As the first person to hold the title vice president of facilities at Drexel, Francis realizes that there are pros and cons to being first.
"It's good from the point of view that I'm not being measured against anybody who was here before, either in a good or bad way, but it's also a challenge because I'm coming into an environment that measures outcomes and has expectations," Francis said. "Since it is a new position and since I am reporting to a person with vast experience in facilities and to a president that is an engineer himself, I think the standard is going to be pretty high, so I'm going to do my best to live up to it."
Francis joins Drexel right in the middle of a very ambitious master plan that features projects in all areas of the University from Student Life to academics.
"This spring we will be breaking ground on a new recreation center, residence hall and integrated science building totaling over $153 million in new construction," Francis said in a press release.
For somebody in a position with such responsibility, Francis had an unconventional path toward becoming vice president of facilities.
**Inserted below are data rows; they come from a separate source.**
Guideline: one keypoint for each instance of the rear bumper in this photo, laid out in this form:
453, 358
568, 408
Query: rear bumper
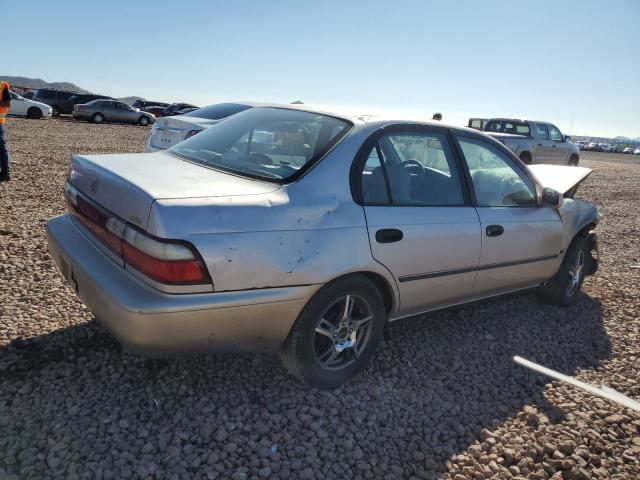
153, 323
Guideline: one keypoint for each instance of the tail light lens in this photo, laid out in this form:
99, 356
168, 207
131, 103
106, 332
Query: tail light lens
192, 133
168, 262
In an interview Francis said that he had started off teaching English and eventually became an assistant dean ofa Liberal Arts at Wright State University. While there, he was asked to temporarily fill in for somebody in the facilities department, and it eventually became his profession.
Now at Drexel, Francis is currently living in University Crossings until he finalizes his living situation.
"It's immediately convenient. I'll give it that," said Francis. "My wife has been down recently and we have found an apartment at Spruce and 22nd, and we'll be moving into that in a couple of weeks. I'll still be walking to work, but it won't be with quite the same closeness that I have at Crossings."